Ano stąd, że gdy napisałem mojej ówczesnej Rozmówczyni, będącej jednocześnie
Wyznawczynią, że skoro tak stawia sprawę, mam wrażenie, że nawet zmiana
wyznania przez Prezesa na islam nie zmieniła by jej poglądów, z czym
Wyznawczyni się skwapliwie zgodziła. Prześwietlenie Jej profilu wiele mi
powiedziało o tym, z kim właściwie mam do czynienia – kobieta w wieku średnim,
z dorosłymi już i samodzielnymi dzieciakami z którymi mieszka w jednym domu (to
nie był żaden przytyk!) odziedziczonym po rodzicach, którzy jeszcze wprawdzie żyją,
ale majątek przepisali. Mieszkanka miasta powiatowego średniej wielkości – bez żadnych
perspektyw na posiadanie kolejnych dzieci, więc tym bardziej urzeczona
antyaborcyjnymi hasłami i praktykami władzy, wreszcie nazywająca Unię Europejską
eurokołchozem, choć mąż na stałe pracuje w Holandii w charakterze pracownika fizycznego.
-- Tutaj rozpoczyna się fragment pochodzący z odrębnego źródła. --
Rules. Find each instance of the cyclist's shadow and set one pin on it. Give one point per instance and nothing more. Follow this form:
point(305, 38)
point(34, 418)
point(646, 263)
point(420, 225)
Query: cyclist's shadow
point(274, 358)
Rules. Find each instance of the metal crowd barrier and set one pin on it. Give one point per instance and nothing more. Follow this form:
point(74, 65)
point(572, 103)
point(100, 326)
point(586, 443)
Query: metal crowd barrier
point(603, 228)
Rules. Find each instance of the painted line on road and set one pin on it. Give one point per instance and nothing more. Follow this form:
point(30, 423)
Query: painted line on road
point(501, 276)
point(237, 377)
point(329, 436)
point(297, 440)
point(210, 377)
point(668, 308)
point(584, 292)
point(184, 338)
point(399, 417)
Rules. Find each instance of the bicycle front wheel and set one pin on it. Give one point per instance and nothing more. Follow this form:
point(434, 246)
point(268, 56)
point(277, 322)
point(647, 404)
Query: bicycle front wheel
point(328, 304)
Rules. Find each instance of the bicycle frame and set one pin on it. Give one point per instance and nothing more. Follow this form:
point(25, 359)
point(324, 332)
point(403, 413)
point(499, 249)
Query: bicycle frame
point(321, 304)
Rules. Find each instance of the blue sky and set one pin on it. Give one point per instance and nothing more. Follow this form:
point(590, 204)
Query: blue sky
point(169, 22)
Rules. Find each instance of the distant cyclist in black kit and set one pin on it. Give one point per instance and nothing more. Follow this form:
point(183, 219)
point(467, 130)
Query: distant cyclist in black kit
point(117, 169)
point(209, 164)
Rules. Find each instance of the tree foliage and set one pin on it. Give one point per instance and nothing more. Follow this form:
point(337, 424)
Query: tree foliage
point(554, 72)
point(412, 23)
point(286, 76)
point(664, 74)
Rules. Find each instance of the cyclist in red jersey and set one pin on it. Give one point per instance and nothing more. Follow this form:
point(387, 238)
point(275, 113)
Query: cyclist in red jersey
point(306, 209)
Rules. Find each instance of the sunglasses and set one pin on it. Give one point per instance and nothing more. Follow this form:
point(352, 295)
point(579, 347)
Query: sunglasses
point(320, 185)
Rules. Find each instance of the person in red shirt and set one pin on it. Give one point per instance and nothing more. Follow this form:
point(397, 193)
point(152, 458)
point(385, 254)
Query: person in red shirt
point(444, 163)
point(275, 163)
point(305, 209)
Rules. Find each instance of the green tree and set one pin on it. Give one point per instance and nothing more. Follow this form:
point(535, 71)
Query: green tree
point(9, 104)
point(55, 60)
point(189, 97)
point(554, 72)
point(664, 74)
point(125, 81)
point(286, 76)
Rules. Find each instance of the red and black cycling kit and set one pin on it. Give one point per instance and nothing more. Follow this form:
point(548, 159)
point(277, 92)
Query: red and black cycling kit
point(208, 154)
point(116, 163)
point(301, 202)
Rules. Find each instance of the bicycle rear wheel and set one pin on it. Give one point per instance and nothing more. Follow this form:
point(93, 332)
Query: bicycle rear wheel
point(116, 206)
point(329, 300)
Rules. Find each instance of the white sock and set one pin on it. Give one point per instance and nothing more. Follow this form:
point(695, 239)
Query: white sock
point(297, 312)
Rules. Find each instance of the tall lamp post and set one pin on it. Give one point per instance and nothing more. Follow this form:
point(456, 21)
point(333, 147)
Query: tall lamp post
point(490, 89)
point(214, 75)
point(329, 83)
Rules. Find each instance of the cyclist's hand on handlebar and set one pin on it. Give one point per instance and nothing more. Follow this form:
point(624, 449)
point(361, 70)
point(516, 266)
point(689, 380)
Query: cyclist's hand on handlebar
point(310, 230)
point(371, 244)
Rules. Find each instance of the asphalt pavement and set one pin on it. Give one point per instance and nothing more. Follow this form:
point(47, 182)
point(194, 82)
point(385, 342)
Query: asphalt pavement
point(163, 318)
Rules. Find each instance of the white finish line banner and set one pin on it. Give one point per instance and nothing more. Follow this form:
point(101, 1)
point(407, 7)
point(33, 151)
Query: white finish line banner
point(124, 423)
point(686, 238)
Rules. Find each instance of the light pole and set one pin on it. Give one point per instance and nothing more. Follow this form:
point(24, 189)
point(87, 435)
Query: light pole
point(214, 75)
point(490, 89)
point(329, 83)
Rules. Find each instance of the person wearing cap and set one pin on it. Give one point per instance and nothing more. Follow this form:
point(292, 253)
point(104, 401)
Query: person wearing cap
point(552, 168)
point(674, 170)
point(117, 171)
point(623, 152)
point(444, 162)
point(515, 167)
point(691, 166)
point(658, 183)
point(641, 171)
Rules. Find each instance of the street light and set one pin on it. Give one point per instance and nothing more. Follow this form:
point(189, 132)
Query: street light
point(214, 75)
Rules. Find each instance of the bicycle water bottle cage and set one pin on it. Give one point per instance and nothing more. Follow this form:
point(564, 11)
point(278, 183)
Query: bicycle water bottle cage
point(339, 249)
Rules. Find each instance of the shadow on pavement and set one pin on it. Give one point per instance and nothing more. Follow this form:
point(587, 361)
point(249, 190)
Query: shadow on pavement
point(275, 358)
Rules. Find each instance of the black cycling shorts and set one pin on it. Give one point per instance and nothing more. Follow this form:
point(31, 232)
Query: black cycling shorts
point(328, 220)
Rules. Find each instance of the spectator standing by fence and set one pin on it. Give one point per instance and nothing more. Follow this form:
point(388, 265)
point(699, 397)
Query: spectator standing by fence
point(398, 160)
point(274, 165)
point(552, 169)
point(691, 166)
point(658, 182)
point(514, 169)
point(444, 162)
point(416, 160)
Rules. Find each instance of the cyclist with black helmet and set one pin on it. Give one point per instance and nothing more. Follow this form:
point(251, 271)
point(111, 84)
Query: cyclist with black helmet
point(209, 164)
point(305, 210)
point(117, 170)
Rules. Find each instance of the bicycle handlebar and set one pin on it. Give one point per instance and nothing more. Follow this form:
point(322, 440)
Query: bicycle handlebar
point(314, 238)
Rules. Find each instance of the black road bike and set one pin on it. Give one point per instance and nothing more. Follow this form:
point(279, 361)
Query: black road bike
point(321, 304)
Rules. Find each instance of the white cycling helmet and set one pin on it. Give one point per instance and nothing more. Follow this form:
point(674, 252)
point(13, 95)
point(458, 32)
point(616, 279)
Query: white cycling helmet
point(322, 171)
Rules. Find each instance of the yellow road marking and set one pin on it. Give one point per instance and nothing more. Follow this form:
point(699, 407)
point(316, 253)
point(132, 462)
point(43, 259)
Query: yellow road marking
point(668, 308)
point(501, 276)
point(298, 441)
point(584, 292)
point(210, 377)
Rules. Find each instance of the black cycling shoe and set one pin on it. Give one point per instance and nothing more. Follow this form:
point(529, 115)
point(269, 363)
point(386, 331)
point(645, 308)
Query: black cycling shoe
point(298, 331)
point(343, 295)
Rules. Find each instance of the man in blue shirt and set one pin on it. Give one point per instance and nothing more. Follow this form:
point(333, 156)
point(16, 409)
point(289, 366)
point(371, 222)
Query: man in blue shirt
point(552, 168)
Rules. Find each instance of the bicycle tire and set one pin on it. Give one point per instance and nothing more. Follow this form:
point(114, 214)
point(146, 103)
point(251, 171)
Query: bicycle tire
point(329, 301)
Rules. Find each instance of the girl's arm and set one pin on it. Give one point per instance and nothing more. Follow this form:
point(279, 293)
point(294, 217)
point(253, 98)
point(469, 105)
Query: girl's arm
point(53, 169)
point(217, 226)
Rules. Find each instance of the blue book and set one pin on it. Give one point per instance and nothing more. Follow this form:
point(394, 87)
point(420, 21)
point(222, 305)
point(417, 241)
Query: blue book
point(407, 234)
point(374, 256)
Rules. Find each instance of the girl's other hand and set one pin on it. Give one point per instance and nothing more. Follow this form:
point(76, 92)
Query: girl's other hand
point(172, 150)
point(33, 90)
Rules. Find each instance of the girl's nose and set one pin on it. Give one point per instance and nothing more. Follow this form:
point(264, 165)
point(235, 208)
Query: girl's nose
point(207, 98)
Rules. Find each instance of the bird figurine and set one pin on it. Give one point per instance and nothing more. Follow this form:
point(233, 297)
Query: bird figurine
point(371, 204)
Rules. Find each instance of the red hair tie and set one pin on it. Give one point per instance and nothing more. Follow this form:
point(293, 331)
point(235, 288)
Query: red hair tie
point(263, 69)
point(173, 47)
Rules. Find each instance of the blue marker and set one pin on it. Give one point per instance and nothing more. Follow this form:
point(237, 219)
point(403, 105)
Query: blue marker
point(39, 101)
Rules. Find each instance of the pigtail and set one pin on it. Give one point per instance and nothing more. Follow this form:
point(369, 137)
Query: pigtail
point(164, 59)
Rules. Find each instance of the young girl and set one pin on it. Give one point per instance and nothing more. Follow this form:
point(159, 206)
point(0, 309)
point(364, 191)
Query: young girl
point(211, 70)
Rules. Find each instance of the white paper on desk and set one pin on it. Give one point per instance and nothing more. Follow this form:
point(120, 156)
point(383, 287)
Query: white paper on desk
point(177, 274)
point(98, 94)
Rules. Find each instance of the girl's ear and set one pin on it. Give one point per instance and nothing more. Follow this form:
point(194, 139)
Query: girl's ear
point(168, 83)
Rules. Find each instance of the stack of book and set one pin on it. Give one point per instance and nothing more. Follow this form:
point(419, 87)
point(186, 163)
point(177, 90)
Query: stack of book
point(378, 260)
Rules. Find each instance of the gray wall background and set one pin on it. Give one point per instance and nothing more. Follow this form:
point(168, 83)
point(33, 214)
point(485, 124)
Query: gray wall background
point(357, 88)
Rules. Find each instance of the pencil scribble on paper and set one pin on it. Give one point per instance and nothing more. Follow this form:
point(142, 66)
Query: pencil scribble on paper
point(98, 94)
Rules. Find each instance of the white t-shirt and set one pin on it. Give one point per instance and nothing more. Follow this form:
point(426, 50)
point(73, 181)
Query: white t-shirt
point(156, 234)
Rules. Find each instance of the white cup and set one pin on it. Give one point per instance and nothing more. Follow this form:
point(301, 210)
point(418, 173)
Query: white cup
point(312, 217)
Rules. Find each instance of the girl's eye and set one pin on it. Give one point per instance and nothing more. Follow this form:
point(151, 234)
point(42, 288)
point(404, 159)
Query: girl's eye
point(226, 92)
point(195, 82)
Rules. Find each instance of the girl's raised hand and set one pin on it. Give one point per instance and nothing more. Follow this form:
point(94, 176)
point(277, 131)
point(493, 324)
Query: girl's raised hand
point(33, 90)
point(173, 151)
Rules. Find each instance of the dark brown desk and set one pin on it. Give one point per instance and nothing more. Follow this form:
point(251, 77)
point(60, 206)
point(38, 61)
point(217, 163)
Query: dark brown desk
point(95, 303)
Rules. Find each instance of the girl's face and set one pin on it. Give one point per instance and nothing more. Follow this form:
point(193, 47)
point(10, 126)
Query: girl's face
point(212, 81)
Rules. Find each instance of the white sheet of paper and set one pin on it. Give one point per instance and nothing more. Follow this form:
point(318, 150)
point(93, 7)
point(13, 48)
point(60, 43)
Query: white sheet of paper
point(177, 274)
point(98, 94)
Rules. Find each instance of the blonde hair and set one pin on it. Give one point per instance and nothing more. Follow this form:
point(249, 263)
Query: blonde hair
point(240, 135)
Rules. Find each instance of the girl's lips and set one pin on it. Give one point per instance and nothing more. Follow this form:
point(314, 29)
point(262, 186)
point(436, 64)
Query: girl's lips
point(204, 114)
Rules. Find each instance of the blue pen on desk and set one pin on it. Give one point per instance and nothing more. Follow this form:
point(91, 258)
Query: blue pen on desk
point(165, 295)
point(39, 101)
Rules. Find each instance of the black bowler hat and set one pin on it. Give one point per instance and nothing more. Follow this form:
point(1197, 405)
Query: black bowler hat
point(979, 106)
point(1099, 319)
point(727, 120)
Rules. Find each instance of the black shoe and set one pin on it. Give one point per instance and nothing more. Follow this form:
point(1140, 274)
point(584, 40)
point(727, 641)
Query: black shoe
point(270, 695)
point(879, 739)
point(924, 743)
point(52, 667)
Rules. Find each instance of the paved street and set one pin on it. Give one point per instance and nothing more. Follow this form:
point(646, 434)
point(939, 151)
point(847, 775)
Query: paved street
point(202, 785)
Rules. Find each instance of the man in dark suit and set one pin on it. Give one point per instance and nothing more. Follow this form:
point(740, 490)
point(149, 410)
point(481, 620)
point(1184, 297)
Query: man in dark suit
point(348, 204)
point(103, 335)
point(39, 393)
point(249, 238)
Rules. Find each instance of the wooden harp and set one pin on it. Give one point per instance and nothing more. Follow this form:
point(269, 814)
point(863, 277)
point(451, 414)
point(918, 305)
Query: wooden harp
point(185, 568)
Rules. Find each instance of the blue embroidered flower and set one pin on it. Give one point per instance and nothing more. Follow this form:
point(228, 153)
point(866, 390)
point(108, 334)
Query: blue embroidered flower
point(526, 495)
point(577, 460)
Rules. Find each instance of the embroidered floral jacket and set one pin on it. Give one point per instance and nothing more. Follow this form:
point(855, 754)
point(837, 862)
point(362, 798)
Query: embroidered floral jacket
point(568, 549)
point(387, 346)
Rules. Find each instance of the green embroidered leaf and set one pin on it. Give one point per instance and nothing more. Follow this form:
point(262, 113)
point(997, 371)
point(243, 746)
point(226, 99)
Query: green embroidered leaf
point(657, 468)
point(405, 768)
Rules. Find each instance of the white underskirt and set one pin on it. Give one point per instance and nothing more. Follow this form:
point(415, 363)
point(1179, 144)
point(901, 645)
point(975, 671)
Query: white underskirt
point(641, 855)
Oto obraz przeciwnika, więc zapamiętajcie go sobie dobrze…
Mówię o przeciwniku nie ze zgryźliwości, czy wrodzonej
niechęci – sam przecież radośnie uprawiam starość i choć czuję, że nawet to nie
najlepiej mi wychodzi, czuję się zmuszony, by przyznać fakt – opisałem w zasadzie
twór równy mi generacyjnie, choć nie ideowo. Skąd jednak taka fiksacja na
punkcie Prawdy Objawionej przez media publiczne, lub wszystkie inne związane z
Władzą? To pytanie zasługuje chyba na szczegółowe wyjaśnienie, wiec pochylam
się nad zagadnieniem teraz i już i kto wie? Może uda mi się coś wymyślić?
II.
Pierwszym zjawiskiem, które rzuca się w oczy, jest
ucieczka od Teraźniejszości. Dlaczego tak to postrzegam? Sprawa jest zupełnie
prosta – jeśli dobrze zrozumieć treść płynącego z wypowiedzi Wyznawczyni
komunikatu mamy do czynienia z klasycznym sprzężeniem zwrotnym – wystarczy
tylko określić co jest początkiem systemu myślowego, a co jego końcem. Początkiem
narracji wyborców Władzy jest nie tyle początek samej Władzy, co własne
wyobrażenie świata. Władza nie tworzy początku świata swego wyborcy, choć większość
z nich dojście Władzy do władzy traktuje mniej więcej z takim samym entuzjazmem,
jak Czerwoni Khmerzy pojęli znaczenie semantyczne „Roku Zerowego”. Faktycznie –
by oddać sprawiedliwość – Władza ogłosiła swoisty „Rok Zerowy” narzucając wizję
„IV Rzeczpospolitej”, czyli rzeczywistości lepszej, niż wszystkie trzy i pół
poprzednich, ale niespecjalnie starała się w ostatnich latach trzymać tego
przekazu, gdyż zdrowy rozsądek nakazuje domyślać się, że to narracja tak samo
niebezpieczna, jak otwarte wskazanie przez Nikitę Chruszczowa konkretnych ram
czasowych dróg do osiągnięcia komunizmu w ZSRR. Wcale w tej sytuacji nie jest
ciekawostką, że mimo ustania narracji budowy „IV Rzeczpospolitej”, wyborcy Władzy
przestali w taką nową i wyśnioną rzeczywistość wierzyć. Ziarno już zasiano i
trafiło ono na podatny grunt…
By iść dalej – krok po kroku – celem pełnego zrozumienia
fenomenu, wystarczy, a nawet należy zadawać pytania nie o przyszłość, lecz o
teraźniejszość właśnie. Teraźniejszość – najgorsza możliwa część czasu dla
wszelkiej maści frustratów i nieudaczników staje się automatycznie odpowiedzią
na wszystkie dalsze pytania. To przecież nieznośna wartość Teraźniejszości
implikuje wszystkie te odruchy gwałtownej niechęci do wszystkiego co związane z
sukcesem, świeżością i dynamiką! O jakiej dynamice życia może mówić osoba o
statusie wspomnianej wcześniej dość typowej Wyznawczyni? Chłop daleko i zarobiony,
dzieci blisko, ale harują za grosze u p……….o prywaciarza na czasowych umowach,
ojciec/matka ledwie zipie i jeszcze trzeba co miesiąc milion pieniędzy na leki.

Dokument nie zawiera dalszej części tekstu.